Green investors cannot stick to green bonds

Olly Copplestone cartoon conv bonds for climate 29Jun23 575x375.jpg

Ever since the dawn of the green bond market, participants have wondered: “One day, will all bonds be green?”

That is a long way off. But we are getting closer to a point that is much more relevant for humanity’s struggle with the climate and biodiversity crisis: when all bonds are transition bonds.

This week NatWest published a survey of 225 asset managers’ attitudes to a range of environmental, social and governance issues.

Investors were asked: “What bond structures do you think are most helpful for reaching net zero goals and mitigating physical risk?”

They were invited to rank green bonds, sustainability-linked bonds, green securitization and conventional bonds.

This looked like a face-off between green bonds and SLBs — but no. Top of the charts as helpful for reaching net zero goals, picked as one of the best options by 80% of investors, was conventional bonds.

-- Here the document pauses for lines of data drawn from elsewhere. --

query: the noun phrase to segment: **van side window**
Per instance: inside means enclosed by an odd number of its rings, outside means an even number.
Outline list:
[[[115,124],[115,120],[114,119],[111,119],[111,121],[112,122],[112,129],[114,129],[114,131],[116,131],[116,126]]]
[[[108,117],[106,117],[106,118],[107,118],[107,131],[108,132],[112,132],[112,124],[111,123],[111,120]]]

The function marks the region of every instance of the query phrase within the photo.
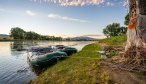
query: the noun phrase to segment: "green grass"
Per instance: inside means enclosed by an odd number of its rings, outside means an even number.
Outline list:
[[[106,38],[103,40],[100,40],[100,43],[105,43],[108,45],[125,45],[127,41],[127,37],[126,35],[122,35],[122,36],[114,36],[111,38]]]
[[[89,44],[80,52],[48,68],[32,84],[107,84],[109,75],[101,70],[97,44]]]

They were also ranked the very best tool of the four by 28%, more than any of the labelled instruments.

And for physical risk, 84% of investors picked conventional bonds, again the highest share. In both cases the view was common across north America, Europe and Asia Pacific.

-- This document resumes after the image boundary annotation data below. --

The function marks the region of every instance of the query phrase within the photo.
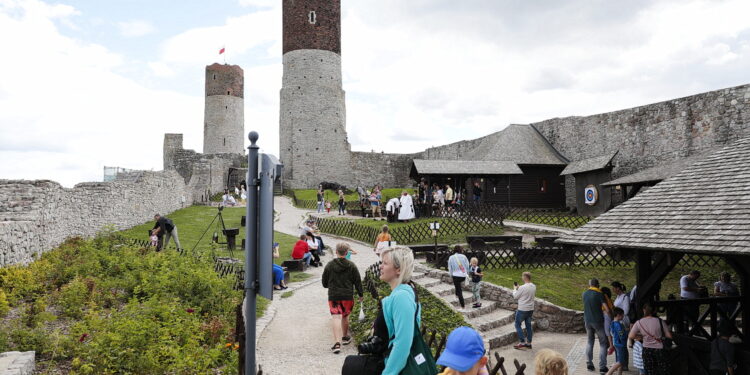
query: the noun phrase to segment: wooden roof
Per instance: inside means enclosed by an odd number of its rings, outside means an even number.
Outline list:
[[[696,160],[558,242],[750,255],[750,138]]]
[[[430,160],[414,159],[412,171],[417,174],[483,175],[523,174],[516,163],[496,160]]]
[[[615,158],[615,155],[617,155],[617,151],[611,154],[597,156],[595,158],[572,161],[562,172],[560,172],[560,175],[564,176],[566,174],[576,174],[604,169],[612,163],[612,159]]]

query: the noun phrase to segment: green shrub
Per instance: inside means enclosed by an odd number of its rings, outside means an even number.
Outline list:
[[[10,312],[10,304],[8,304],[8,297],[5,295],[5,291],[0,289],[0,318],[4,318]]]

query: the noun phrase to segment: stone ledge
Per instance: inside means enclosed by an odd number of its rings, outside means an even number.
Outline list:
[[[417,266],[417,268],[423,271],[427,277],[440,279],[448,284],[453,283],[453,279],[448,274],[448,271],[437,270],[424,265]],[[464,286],[464,290],[471,291],[468,283]],[[513,291],[511,289],[483,281],[480,294],[483,299],[497,301],[500,308],[513,311],[518,309],[518,304],[513,298]],[[583,324],[583,311],[560,307],[539,298],[535,299],[535,304],[533,316],[539,329],[558,333],[581,333],[586,331]]]
[[[0,375],[31,375],[36,370],[36,352],[0,354]]]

There is still a place for labelled debt. After all, about three quarters picked one of those instruments as best.

But the survey hammers home a crucial truth: conventional bonds are essential to financing the world’s escape from climate disaster. What’s more, investors now realise it.

As NatWest points out, labelled debt reached $3.8tr at the end of last year, but this is still only 5% of the global bond market.

All the issuers of all the bonds need to become sustainable, throughout their operations.

The fixed income market has taken a long detour through thickets of detail about sustainably labelled instruments. It is now back where it started: facing a mammoth, unsustainable bond market.

The tool for making it sustainable will not be a special structure or a modest tilt to greener debt. It will be a strident demand to issuers: go green or we're out.